Des entreprises spécialisées
Le déclenchement du Covid-19 en Chine début 2020 et l’invasion de l’Ukraine par la Russie en février dernier a mis en ébullition le petit monde ultra-discret des ESSD (entreprises de services de sécurité et de défense) qui assurent l’évacuation d’expatriés dans les zones à hauts risques.
Ces sociétés, qui se comptent en France à peine sur les doigts de deux mains, font appel à des personnels triés sur le volet, formés aux environnements les plus dangereux et possédant une solide expérience sur le terrain.
« Les intervenants sont essentiellement des militaires aguerris, issus des forces spéciales, y compris des hauts gradés, mais on en trouve très peu provenant du ministère de l’Intérieur », nous explique Christophe Bonamy, président du Cefsi (Club des entreprises françaises de sûreté à l’international) qui rassemble sept sociétés très spécialisées.
Ce marché, qui évolue au fil des crises, est néanmoins en progression continue et estimé par les publications d’En Toute Sécurité à près de 200 M€ par an. Un montant confirmé par les principaux intervenants du secteur.
« Il s’agit souvent de missions extrêmement complexes à organiser, notamment parce qu’il faut s’adapter à des conditions d’intervention très évolutives et imprévisibles », ajoute le président du Cefsi.

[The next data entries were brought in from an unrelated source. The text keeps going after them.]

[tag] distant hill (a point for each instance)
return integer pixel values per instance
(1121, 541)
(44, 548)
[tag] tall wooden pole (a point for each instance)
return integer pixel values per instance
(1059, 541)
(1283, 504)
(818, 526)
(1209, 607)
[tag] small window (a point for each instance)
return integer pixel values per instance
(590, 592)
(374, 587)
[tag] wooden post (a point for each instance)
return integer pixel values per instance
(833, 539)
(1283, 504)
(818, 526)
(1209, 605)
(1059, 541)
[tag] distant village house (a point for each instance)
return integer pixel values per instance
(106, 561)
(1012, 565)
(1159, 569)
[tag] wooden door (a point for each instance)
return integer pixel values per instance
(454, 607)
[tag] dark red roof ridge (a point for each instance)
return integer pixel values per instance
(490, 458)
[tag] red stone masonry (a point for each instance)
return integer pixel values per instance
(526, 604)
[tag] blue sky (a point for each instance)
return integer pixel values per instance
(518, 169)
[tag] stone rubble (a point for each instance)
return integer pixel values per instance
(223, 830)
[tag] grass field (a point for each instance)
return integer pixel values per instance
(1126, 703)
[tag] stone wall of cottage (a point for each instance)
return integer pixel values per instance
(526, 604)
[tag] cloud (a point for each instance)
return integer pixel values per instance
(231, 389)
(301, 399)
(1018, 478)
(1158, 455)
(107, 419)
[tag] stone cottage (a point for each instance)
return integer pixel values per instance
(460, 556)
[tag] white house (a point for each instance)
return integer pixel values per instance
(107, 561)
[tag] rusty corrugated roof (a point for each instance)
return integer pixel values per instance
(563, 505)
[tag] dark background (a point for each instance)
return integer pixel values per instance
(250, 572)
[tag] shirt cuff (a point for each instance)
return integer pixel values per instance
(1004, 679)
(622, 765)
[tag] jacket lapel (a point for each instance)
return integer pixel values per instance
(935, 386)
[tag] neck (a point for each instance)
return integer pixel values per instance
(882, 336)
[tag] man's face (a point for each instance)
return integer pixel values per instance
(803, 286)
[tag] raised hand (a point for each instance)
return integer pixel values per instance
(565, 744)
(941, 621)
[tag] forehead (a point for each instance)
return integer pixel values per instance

« En Ukraine, nous sommes passés en quelques jours seulement d’un plan de gestion de crise à la gestion d’une situation d’urgence. Les axes routiers qui étaient sûrs un jour ne l’étaient plus le lendemain. Idem pour les points de ravitaillement ou les lieux de repos », explique Richard Terzan, PDG de Risk&Co (groupe Anticip), un acteur historique dans ce domaine.
Même s’ils sont armés, ces personnels ne prennent jamais parti pour l’un ou l’autre des belligérants, mais doivent préparer des évacuations de civils en terrain hostile, organiser le passage de leur convoi aux points de contrôle mis en place par des combattants plus ou moins identifiables, faire preuve d’une grande capacité de médiation en fonction des forces en présence, etc.
« Même si l’on doit agir dans l’urgence, le contact préétabli avec des interlocuteurs locaux est obligatoire », affirme Nathalie Félines, PDG d’Erys Group, un acteur significatif sur ce marché. C’est ainsi que des entreprises du CAC 40 ont fait appel à des opérateurs russes pour procéder à des évacuations hors d’Ukraine. Des extractions ont même été réalisées à partir de zones occupées par les troupes russes.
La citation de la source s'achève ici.